В общем, так мы и сделали.
124. Безумные ночи, безумные ночи
Что ж, это было ошибкой.
Несмотря на чисто физическое изнеможение, в ту ночь я практически не сомкнул глаз, хотя вовсе не из-за того, о чем вы могли бы подумать. Я не мог заснуть скорее из-за переизбытка кофеина, вина и шума в голове, а отнюдь не из-за вожделения. На самом деле уже через несколько минут Фрея мирно спала у меня на плече, дыша на меня алкоголем и зубной пастой незнакомой марки, и хотя она не храпела в прямом смысле этого слова, но тем не менее явственно посапывала, а в горле у нее что-то булькало и хрюкало. Смущение и желание соблюсти приличия вынудило нас остаться в футболках, вследствие чего нам сейчас было отчаянно жарко, а прикосновение даже тонкой хлопковой простыни к моим израненным ногам заставляло меня нервно дергаться и извиваться, и, по мере того как шло время, несомненные удовольствия прошлого вечера постепенно таяли, растворяясь в чувстве вины, дискомфорта и душевного непокоя. При всем желании невозможно было понять, как тот факт, что я лежу в данный момент рядом с практически незнакомой женщиной, придавленный тяжестью ее тела, может спасти мой брак; более того, я ни на секунду не забывал о том, что в кармане моих брюк, аккуратно сложенных на стуле, находится выключенный телефон. Интересно, звонила ли мне Конни? А вдруг появились какие-то новости? А вдруг я ей нужен? А что, если она сейчас тоже лежит без сна? Когда радиочасы с трех ночи перескочили на четыре, я окончательно простился с надеждой уснуть, высвободил плечо из-под головы Фреи и извлек телефон.
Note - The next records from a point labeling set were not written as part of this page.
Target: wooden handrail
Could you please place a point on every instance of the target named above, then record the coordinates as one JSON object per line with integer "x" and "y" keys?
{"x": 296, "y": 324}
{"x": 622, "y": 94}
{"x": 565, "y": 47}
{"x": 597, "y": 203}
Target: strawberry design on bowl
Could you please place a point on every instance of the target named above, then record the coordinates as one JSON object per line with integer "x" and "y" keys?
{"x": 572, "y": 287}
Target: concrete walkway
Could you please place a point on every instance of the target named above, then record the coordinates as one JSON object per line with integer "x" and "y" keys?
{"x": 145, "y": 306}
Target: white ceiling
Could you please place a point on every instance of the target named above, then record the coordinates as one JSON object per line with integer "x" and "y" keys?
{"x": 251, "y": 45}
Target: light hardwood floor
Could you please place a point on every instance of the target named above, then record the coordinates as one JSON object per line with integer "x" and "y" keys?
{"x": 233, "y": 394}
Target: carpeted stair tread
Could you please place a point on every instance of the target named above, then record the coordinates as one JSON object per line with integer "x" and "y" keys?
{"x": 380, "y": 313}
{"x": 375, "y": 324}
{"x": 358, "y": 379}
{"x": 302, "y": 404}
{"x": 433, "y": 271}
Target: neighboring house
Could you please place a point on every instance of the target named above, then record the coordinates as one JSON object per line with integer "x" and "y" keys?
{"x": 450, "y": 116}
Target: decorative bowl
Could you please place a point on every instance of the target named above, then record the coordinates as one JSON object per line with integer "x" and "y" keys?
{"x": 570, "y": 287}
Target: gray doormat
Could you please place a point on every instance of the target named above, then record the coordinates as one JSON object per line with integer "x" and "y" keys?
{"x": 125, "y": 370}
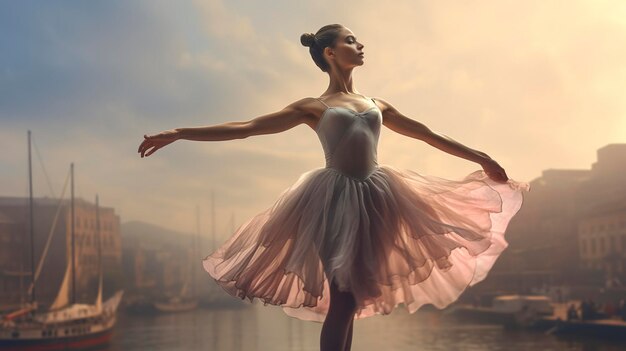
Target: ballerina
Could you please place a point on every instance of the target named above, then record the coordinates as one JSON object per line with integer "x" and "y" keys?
{"x": 354, "y": 238}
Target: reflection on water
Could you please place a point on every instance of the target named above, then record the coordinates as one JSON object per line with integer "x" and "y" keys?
{"x": 263, "y": 328}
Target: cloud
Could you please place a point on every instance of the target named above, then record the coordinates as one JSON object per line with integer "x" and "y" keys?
{"x": 522, "y": 81}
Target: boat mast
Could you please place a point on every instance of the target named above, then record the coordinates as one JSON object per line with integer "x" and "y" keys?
{"x": 98, "y": 233}
{"x": 212, "y": 220}
{"x": 32, "y": 226}
{"x": 72, "y": 239}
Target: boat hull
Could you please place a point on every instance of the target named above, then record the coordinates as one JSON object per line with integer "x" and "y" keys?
{"x": 84, "y": 342}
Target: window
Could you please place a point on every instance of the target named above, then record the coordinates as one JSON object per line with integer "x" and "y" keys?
{"x": 601, "y": 245}
{"x": 593, "y": 245}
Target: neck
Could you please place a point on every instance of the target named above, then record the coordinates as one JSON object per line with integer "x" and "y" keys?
{"x": 340, "y": 82}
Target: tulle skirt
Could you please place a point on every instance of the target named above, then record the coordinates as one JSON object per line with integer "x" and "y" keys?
{"x": 395, "y": 237}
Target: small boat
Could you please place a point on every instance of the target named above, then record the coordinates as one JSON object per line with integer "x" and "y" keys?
{"x": 511, "y": 311}
{"x": 600, "y": 328}
{"x": 65, "y": 324}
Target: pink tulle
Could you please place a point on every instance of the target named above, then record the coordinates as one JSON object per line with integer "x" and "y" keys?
{"x": 395, "y": 237}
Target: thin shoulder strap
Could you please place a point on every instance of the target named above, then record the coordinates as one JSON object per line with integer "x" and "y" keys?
{"x": 320, "y": 100}
{"x": 370, "y": 98}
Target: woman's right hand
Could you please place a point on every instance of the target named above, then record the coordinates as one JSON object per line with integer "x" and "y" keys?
{"x": 157, "y": 141}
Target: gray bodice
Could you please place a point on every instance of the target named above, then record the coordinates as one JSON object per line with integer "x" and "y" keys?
{"x": 350, "y": 139}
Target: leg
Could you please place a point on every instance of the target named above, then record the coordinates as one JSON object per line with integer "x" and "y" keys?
{"x": 335, "y": 330}
{"x": 349, "y": 337}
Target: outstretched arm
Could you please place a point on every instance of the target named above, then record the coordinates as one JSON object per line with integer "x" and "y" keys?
{"x": 276, "y": 122}
{"x": 399, "y": 123}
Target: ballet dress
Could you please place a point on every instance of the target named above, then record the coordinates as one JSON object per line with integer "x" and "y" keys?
{"x": 389, "y": 236}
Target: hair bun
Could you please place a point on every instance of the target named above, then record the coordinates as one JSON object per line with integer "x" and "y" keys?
{"x": 307, "y": 39}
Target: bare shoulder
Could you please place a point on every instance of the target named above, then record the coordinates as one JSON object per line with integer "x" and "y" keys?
{"x": 310, "y": 109}
{"x": 384, "y": 105}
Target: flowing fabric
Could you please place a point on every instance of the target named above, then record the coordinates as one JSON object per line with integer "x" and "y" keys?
{"x": 387, "y": 235}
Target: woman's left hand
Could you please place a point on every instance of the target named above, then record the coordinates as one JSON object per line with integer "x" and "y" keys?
{"x": 494, "y": 171}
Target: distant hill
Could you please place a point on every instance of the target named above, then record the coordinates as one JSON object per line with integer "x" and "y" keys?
{"x": 150, "y": 234}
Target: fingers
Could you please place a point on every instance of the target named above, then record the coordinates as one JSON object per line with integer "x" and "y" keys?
{"x": 152, "y": 151}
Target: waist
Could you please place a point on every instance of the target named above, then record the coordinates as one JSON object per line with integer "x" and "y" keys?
{"x": 360, "y": 175}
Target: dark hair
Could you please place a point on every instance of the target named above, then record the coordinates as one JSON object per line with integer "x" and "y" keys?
{"x": 325, "y": 37}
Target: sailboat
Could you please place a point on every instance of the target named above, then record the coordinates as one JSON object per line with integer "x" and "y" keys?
{"x": 66, "y": 324}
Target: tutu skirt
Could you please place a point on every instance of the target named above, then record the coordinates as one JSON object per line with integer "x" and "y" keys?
{"x": 396, "y": 237}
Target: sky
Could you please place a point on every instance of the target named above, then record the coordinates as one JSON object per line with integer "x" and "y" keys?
{"x": 535, "y": 84}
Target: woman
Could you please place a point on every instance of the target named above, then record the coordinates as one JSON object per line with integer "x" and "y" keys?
{"x": 373, "y": 235}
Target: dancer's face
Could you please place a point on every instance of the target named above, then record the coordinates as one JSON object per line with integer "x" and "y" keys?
{"x": 346, "y": 52}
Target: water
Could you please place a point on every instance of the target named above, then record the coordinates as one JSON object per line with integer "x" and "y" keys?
{"x": 261, "y": 328}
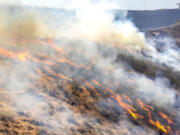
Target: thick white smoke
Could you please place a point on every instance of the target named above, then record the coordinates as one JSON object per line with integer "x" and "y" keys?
{"x": 92, "y": 32}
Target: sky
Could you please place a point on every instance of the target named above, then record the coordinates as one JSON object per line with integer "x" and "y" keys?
{"x": 120, "y": 4}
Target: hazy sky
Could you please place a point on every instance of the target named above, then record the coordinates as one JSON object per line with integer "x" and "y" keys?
{"x": 127, "y": 4}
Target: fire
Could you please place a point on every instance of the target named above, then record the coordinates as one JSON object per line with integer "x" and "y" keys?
{"x": 135, "y": 108}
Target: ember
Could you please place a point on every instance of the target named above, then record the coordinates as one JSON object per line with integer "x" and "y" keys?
{"x": 75, "y": 87}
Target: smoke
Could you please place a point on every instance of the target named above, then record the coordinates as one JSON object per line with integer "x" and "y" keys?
{"x": 118, "y": 54}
Свечение экрана мобильника в четыре утра куда более мощный стимулятор, нежели эспрессо, и через пару секунд я был в полной боевой готовности. Никаких сообщений, никаких текстов или имейлов. В поисках утешения, движимый сентиментальным желанием вновь увидеть оживленное, улыбающееся лицо сына, я подключился к видео, где они поют «Homeward Bound» на какой-то неизвестной венецианской площади. С выключенным звуком выступление понравилось мне еще больше, и я даже успел заметить их несколько глуповатый влюбленный вид, на что я раньше как-то не обратил внимания. «Может быть, лучше его отпустить», — сказала Фрея.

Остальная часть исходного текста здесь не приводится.